Sun 23 May 2010
This section, from the Federal Libraries Section, featured several speakers on issues of data curation and sharing. I’m not terribly familiar with the “e-science” jargon, but for the purposes of this session it seemed to mean some focus on data sharing, management and curation, and the role of librarians in supporting this data curation and scientific discovery in general. Some notes from each:
Discussion how the practice of discovery in science is being transformed by
access to information and data sets, computational capacities and tools, and increased abillity to collaborate. Carol noted that librarians have an important role in e-science through making connections, serving as part of teams, and providing access to data. Carol spoke about the DataONE project and its goal to make data available to people now and in the future, crossing institutional boundaries, focusing specifically on earth and environmental sciences data and making that data interoperable to aid discovery.

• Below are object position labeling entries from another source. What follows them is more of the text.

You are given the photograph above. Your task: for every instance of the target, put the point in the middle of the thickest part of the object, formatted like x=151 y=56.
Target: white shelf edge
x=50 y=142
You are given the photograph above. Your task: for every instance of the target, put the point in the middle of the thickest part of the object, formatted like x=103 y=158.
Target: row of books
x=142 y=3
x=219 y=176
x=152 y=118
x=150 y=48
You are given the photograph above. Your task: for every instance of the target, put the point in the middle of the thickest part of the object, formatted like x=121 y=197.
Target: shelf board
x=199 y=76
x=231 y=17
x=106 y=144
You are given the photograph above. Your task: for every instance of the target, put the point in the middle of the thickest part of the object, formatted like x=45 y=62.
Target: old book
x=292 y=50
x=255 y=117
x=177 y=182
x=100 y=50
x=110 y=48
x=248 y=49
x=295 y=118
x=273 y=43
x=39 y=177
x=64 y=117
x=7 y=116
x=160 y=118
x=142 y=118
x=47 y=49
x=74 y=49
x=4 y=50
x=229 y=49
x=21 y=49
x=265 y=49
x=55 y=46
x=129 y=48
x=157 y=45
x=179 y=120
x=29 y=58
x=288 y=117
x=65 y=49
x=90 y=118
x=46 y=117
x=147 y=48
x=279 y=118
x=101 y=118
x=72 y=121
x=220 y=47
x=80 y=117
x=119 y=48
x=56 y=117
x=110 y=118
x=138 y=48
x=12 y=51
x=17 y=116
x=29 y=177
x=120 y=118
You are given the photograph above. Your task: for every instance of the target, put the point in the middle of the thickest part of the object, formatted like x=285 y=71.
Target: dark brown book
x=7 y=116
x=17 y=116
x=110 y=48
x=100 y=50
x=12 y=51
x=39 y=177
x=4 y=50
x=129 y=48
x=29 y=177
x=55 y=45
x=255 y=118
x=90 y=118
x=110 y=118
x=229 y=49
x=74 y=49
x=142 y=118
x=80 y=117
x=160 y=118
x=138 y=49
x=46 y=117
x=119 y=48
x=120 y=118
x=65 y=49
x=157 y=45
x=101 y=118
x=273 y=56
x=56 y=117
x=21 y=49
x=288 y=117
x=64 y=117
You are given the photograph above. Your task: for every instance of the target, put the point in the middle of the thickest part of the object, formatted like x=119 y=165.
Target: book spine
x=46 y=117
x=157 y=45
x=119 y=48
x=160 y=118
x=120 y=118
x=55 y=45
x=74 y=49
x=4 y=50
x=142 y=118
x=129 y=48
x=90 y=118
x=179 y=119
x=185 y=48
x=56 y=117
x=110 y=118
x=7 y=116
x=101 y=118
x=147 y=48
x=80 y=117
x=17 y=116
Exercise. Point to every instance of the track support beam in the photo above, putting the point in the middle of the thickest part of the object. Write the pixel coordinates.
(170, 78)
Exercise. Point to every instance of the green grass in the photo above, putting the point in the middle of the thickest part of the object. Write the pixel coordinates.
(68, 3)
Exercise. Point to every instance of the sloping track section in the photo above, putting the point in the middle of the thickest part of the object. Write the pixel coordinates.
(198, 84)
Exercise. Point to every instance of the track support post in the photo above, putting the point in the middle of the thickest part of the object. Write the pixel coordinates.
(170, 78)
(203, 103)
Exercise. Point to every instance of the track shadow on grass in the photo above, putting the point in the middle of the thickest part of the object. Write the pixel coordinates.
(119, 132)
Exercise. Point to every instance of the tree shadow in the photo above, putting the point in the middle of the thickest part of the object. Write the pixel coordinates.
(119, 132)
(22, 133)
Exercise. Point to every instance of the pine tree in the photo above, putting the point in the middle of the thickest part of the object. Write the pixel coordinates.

Carol also spoke about the data loss that can occur (such as when people retire), and the sociocultural issues of scientists that must be overcome in order to get them to share their data. Further, she addressed issues of interoperability, and the problem that one data standard cannot be imposed across groups and institutions.
Carol also spoke about ScienceLinks2, an IMLS-funded initiative to educate PhD students who serve as educators of library science students on roles in data management
Carole also spoke about data curation and the role of librarianship in that process, noting that we as a profession have spent a long time becoming masters of bibliographic world, and are now being asked to be masters of data world in short order.
She spoke about the Data Conservancy, a project to manage research data through its lifecycle of interest and usefulness to scholarship, science and education. Carole offered metaphors from two other individuals who referred to data centers as either the new stacks or the new special collections.
She also spoke of LIS as a meta-science, with access to broad landscape of info across disciplines and generations, promoting sharing (what we would previously call circulation), and the need to get scientists back to science, using their time and expertise on science instead of data management issues.
Carole noted that some of the challenges for data curation are coming to terms with what a unit of data is, what will be described and made available, what is a data set, what is a version, and which of these are preservation targets as we can’t save them all. Carole also explained that they have implemented some strategies for building the data curation workforce in the GSLIS program at Illinois – through their Data Curation Education Program – including concentrations for LIS students in data curation for the sciences and humanities, as well as summer institutes available to librarians for professional development.
Note: a paper of Carole’s in Science was mentioned by the moderator; that seems to be Strategic Reading, Ontologies, and the Future of Scientific Publishing in the August 2009 issue.
James spoke about virtual research environments at the NIH library. He spoke about one major problem in getting buy in for data sharing, that once scientists have done the work of creating data, they want to get every paper they can out of it before sharing the dataset. He noted that there is a trust factor, and that publishers and funders may need to mandate data deposit to really move this forward.
He also described the NIH Library’s use of Drupal to build collaborative websites for their research communities, as well as the Pandemic Influenza Digital Archive which includes about 5,000 items (with 5,000 more identified) on the 1918 flu pandemic. Its purpose is to help inform how we deal with pandemics going forward by looking at historical pandemic data and applying today’s technology to it, such as geospatial data. He indicated that similar sites are in the works on Down Syndrome and a dental/oral interventions database.
Link please? I missed the link for the flu archive and can’t seem to dig it up – if you have it, please share in the comments!
Elaine spoke about how it’s hard for librarians to get in and talk to researchers and their needs and how librarians can serve them, in part because they don’t think they have needs except journals delivered to the desktop. She then described a project to assess the needs of librarians who would be involved in e-science, which resulted in finding that librarians expressed a need for education, not just on advanced topics such as genetics, informatics, and data curation, but on basic science topics.
In response, Elaine and her colleagues have been offering science bootcamps, one day workshops of science topics based on research at the campuses (such as stem cell technology). They are having annual e-science symposiums, and have received funding from NLM to build an e-science portal to bring together tools for librarians. A previous boot camp covered science topics such as medical informatics, nanotechnology, and GIS), and an upcoming sumposium is going to cover genetics, climate change, and remote sensing.
She also noted that many of their campus research centers have K-12 education as part of their mission, and they can readily adapt that to educating librarians. Ahem.
Thanks to the presenters for sharing their info with us! If anyone has notes from the session, feel free to amend or append in the comments!